If this were the case, I would not start preaching until one of the Board Members yelled, “Play Church!”


If this were the case, the Elders would hold me to a strict “word count” for each sermon much like pitchers are held to a strict “pitch count!”

If this were the case I could “call out” people who were leaving the service early much like a pitcher can pick off a runner off of first base!

If this were the case, the head usher would stand in the back of the auditorium and give me signals as to what kind of sermon to preach or illustration to use!

If this were the case, ushers would walk up and down the aisles selling peanuts and hot dogs while I was preaching!


If this were the case, about ¾ of the way through my message the congregation would stand sing, “Take Me Out To The Ballgame,” following which I would then finish my sermon!

If this were the case, the church would publish a box score of sorts after the service showing my preaching stats.  Instead of an E.R.A. (Earned Run Average showing the average number of runs a pitcher gives up every 9 innings) it would show my F.J.T. (Funny Jokes Told showing the percentage of jokes I tell in a sermon that are actually funny!)!

If this were the case, the Elder Chairman could walk up to the pulpit (or lack thereof) if he felt I was struggling in my sermon and bring in one of the other pastoral staff as a relief preacher to finish the sermon!
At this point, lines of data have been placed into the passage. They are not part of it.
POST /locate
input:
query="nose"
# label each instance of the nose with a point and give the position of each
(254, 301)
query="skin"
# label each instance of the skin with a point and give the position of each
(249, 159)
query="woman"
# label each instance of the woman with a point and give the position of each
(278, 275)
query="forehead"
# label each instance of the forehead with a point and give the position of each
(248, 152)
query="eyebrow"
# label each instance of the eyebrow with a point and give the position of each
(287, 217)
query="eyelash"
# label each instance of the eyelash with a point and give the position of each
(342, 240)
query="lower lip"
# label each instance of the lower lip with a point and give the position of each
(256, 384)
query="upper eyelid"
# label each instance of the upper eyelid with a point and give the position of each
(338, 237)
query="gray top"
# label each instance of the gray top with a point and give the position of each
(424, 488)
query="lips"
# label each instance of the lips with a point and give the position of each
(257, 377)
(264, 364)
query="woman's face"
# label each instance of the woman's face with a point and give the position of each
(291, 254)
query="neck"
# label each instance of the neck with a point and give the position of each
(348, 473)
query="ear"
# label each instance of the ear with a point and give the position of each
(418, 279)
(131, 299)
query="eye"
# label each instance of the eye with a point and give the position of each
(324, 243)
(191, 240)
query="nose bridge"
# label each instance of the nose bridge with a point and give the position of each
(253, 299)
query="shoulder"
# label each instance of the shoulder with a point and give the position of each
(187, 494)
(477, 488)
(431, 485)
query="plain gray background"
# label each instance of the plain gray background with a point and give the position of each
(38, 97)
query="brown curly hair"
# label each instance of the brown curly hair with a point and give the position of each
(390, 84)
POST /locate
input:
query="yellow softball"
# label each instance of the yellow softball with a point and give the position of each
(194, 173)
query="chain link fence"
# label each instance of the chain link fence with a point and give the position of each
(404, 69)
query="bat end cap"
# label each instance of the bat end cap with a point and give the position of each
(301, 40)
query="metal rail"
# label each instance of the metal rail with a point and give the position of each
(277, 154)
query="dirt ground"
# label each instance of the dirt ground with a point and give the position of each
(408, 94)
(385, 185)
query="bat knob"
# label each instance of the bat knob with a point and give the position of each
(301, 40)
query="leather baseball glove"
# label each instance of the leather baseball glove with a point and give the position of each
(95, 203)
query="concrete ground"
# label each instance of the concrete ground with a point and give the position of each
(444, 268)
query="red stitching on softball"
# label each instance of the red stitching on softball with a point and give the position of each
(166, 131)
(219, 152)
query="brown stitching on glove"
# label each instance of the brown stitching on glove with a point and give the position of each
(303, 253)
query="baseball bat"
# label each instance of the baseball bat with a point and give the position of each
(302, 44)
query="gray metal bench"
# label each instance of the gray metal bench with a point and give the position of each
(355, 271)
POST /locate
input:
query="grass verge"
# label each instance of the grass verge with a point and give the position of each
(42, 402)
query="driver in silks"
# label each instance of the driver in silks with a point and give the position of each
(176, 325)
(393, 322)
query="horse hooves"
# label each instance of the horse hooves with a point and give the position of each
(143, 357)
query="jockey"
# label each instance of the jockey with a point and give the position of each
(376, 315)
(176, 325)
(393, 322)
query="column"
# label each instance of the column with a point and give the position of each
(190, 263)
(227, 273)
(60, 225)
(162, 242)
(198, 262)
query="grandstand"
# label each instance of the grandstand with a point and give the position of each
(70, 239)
If this were the case my staff would pour Gatorade over my head after a really good preaching performance!

If this were the case, I could become a free agent at the end of my contract (Hey, maybe there is something to this fantasy)!

2 comments:

Glen said...

I thinks you preached a foul ball on this one!

Kent Fulmer said...

Hmm the word count and hot dogs and peanuts sound like real promising ideas. You have to remember you would rarely preach a complete message and when you did it would be a notable event.